The two successful applicants were in a pool of six schools applying through an expedited process specifically for applicants with proven track records that are seeking to replicate existing programs or those that are converting from private school to charter. The four that were not approved are Affirmation Academy and Dream Academy in Newark, Bridgeton Public in Bridgeton and College Achieve Central in Plainfield.
Excellence is part of the Uncommon Schools network of 38 institutions serving nearly 10,000 students in Newark, Boston, New York City, Rochester and Troy, NY, according to its website.
Link Community Chart School is operating as an independent private school in Newark. Converting to a public charter school will allow it to grow, said Head of School Maria Pilar Paradiso.
Since 1969, Link has operated as an independent school for grades 7 and 8, serving Newark and the surrounding urban communities.
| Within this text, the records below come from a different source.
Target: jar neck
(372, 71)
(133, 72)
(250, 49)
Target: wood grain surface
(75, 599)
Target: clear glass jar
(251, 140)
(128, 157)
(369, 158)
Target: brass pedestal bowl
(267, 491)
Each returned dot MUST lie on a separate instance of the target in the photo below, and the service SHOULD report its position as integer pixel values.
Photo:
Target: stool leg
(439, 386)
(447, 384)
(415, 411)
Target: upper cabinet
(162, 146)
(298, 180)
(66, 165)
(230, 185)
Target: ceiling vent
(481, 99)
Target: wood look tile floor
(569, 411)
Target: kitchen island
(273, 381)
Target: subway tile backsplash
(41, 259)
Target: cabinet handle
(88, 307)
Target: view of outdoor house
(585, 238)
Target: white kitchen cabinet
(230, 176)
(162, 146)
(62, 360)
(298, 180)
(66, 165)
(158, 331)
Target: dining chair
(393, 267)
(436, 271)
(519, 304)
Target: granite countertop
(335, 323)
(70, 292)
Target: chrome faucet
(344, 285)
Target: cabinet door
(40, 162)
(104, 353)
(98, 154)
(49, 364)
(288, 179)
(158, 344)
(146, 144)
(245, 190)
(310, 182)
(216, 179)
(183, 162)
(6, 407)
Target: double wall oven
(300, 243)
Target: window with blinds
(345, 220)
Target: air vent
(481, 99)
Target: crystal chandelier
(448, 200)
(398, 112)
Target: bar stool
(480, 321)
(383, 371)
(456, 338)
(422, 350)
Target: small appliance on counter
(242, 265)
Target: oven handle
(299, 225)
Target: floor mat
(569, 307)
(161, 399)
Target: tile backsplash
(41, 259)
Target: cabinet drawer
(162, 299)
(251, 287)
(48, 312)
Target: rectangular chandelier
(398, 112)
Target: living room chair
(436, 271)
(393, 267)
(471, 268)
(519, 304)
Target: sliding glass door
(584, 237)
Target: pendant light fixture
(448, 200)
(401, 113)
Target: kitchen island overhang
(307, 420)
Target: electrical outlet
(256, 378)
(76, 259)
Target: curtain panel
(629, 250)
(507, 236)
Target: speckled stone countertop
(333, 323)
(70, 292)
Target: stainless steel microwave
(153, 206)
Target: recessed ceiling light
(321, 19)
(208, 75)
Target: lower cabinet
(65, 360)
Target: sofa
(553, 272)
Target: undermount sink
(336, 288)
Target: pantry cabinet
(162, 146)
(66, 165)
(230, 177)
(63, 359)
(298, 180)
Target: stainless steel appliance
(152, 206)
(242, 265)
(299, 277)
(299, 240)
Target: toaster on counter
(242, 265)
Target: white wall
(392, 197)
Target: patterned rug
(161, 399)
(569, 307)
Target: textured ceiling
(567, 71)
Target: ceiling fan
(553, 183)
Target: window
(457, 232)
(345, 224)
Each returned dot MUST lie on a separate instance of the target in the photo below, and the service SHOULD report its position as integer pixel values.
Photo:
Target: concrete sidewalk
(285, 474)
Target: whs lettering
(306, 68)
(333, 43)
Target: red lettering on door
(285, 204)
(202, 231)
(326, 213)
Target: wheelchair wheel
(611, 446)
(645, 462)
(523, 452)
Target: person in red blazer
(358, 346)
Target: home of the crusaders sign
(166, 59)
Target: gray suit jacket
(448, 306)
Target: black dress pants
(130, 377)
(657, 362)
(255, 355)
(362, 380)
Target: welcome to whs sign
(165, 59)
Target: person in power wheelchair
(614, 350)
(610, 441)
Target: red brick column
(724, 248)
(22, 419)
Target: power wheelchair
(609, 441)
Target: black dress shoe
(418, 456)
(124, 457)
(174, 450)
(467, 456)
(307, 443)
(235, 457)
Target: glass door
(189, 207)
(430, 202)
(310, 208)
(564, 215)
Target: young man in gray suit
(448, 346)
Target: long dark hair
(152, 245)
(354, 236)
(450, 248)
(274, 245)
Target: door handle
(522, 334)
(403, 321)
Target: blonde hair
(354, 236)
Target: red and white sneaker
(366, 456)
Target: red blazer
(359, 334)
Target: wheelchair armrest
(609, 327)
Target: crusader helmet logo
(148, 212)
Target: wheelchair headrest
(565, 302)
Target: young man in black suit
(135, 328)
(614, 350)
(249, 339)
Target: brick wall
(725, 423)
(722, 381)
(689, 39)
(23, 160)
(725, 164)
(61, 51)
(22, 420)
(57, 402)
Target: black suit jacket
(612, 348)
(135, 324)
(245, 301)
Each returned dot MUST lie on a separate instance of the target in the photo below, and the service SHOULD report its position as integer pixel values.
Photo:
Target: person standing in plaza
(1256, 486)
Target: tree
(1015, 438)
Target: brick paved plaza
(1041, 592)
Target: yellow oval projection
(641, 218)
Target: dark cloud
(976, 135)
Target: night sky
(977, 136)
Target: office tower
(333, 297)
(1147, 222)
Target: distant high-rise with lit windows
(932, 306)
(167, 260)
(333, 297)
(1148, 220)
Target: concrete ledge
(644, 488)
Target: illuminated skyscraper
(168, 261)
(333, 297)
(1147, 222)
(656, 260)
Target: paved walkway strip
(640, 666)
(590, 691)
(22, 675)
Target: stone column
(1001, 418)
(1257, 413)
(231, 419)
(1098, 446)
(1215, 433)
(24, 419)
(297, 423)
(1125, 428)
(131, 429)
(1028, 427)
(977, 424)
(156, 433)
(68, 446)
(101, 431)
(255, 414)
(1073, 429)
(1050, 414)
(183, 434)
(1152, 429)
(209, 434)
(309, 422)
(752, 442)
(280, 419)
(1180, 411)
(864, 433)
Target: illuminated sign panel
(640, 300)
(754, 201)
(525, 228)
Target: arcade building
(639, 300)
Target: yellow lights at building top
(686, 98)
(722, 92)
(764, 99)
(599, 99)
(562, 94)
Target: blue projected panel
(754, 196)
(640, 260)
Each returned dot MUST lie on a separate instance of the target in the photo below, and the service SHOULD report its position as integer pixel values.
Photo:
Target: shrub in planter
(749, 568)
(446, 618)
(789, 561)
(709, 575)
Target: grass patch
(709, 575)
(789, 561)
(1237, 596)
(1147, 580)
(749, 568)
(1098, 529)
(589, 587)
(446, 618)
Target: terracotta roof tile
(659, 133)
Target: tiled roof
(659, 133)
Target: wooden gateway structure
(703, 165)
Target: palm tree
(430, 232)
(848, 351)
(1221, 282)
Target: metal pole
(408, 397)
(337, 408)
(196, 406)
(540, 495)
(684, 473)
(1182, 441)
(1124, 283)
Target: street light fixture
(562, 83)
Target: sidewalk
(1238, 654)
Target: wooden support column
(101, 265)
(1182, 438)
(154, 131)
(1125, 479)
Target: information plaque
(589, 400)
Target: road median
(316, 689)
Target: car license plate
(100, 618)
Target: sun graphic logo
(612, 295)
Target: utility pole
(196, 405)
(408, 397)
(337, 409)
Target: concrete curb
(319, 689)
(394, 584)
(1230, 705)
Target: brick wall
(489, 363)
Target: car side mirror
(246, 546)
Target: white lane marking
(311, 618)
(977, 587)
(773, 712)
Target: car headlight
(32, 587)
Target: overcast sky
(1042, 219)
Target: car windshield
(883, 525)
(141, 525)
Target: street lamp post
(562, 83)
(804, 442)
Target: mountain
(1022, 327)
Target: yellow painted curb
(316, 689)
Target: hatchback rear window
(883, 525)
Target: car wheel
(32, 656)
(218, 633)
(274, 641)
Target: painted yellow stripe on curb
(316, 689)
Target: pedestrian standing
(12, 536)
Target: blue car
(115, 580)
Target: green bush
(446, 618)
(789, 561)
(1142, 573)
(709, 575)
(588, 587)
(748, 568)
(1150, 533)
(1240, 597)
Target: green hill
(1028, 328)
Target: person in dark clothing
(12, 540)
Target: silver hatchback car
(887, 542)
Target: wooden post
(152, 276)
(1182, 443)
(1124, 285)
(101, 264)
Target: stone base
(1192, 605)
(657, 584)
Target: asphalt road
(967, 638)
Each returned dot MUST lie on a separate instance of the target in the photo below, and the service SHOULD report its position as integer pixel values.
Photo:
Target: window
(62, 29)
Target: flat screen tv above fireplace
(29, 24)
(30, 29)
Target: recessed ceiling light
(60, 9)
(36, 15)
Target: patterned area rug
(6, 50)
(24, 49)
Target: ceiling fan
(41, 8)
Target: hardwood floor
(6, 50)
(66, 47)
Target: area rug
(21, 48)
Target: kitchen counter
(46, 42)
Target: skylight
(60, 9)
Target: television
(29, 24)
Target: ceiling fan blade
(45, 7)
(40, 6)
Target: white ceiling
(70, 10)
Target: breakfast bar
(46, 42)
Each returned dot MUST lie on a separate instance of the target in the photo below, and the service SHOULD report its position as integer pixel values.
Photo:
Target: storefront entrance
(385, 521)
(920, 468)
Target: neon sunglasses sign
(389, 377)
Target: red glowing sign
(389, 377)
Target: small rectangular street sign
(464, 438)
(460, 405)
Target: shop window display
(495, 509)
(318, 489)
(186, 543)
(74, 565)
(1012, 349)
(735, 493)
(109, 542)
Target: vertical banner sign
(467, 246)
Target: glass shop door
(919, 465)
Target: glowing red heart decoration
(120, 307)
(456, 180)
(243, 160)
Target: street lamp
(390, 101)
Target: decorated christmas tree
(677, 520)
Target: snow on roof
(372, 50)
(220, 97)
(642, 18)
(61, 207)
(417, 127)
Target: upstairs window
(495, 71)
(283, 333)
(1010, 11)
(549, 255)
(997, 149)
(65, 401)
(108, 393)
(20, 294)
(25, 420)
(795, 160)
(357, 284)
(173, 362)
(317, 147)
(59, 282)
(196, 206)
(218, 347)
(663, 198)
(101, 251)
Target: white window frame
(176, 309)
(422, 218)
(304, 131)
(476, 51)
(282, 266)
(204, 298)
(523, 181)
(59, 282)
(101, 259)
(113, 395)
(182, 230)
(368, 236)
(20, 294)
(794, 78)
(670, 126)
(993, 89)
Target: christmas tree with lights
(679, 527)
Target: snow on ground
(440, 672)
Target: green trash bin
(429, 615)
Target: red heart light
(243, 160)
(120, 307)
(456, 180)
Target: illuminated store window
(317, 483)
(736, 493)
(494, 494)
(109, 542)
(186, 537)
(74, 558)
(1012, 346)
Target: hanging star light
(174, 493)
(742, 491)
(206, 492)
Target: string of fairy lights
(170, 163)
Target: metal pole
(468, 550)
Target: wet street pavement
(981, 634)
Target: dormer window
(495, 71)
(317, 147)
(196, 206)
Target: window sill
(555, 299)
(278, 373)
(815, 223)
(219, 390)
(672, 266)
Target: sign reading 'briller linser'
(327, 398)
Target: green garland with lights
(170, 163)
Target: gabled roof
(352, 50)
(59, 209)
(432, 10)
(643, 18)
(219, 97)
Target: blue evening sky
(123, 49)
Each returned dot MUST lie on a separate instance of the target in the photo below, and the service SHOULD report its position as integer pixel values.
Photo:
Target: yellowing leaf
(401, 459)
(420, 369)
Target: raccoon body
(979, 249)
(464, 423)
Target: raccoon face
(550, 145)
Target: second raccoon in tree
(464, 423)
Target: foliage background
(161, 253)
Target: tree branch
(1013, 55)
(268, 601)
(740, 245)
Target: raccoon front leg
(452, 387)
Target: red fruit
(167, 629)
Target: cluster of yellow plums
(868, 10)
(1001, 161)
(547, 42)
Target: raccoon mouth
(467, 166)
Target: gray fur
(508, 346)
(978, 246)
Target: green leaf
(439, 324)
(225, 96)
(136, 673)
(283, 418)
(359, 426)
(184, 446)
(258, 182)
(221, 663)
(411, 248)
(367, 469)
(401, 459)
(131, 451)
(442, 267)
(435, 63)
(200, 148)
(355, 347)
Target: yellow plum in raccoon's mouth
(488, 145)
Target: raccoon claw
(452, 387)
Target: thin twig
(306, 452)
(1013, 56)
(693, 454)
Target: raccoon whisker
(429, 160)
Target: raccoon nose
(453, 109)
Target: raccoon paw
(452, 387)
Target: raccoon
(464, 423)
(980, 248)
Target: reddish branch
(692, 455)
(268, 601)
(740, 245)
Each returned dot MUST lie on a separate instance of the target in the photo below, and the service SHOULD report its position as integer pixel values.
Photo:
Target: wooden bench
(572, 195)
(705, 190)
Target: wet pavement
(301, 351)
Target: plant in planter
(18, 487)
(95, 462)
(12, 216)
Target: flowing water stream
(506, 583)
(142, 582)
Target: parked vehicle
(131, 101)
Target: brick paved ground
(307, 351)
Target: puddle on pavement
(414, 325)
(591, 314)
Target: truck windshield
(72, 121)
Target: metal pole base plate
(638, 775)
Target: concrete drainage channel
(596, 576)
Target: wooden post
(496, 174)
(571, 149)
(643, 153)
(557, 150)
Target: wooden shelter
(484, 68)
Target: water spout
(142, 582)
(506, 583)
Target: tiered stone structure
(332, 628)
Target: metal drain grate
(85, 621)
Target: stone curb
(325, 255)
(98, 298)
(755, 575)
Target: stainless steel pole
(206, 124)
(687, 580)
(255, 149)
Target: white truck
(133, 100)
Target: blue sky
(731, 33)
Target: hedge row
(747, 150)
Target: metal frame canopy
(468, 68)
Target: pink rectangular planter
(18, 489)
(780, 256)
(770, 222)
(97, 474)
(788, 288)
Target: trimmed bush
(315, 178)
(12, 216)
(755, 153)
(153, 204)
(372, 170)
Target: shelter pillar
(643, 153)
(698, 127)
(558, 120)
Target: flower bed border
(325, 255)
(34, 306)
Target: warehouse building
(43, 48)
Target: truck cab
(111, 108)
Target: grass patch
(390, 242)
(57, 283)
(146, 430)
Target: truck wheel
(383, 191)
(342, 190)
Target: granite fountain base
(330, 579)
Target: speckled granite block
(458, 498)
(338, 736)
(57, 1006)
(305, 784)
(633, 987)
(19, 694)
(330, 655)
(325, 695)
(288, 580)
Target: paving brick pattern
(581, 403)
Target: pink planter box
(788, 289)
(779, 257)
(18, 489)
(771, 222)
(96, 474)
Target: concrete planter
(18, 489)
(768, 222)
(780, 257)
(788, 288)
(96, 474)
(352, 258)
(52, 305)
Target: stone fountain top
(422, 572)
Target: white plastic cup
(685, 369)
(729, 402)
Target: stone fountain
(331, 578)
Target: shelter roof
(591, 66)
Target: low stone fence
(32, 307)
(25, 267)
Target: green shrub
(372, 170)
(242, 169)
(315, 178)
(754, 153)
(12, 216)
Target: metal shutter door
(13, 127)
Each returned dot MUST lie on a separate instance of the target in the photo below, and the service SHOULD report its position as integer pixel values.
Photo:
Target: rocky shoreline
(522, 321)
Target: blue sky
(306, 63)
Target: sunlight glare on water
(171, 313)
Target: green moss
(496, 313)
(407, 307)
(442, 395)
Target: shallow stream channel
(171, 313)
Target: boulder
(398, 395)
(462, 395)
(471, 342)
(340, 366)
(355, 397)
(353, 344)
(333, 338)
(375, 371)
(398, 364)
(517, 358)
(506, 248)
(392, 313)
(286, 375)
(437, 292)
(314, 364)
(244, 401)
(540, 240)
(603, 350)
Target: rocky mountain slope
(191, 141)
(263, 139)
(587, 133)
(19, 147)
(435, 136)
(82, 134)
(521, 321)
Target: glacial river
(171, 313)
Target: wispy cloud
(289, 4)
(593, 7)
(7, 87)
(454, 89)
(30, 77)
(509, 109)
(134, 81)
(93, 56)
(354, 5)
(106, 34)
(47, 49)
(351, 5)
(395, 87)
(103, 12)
“Our plan is to grow the school fifth through eighth and our charter extends to Newark, East Orange, Orange and Irvington,” she said. “We want to continue to serve the neediest of families.”
The school did not charge its 137 students tuition this year, and historically charged low tuition, Paradiso said.
Link is only the second private school to convert to a charter. Newark’s Philip’s Academy Charter School, formerly St. Philip’s Academy, was approved for conversion in 2012.
“The number of high quality charter schools is one example of how we have been expanding public school options for families throughout New Jersey,” outgoing Education Commissioner Chris Cerf said in a statement accompanying the announcement. “However, it should be noted that our focus is on providing families in underserved communities with high quality charter schools that meet the accountability standards set in our approval process. We believe the schools approved today will provide students with excellent educational opportunities.”
The Christie administration has approved 50 charter schools, with 31 gaining final approval to open. During the same time, the governor has closed 10 charter schools because of poor academic performance or financial issues.
Currently, there are 87 charter schools operating in the state.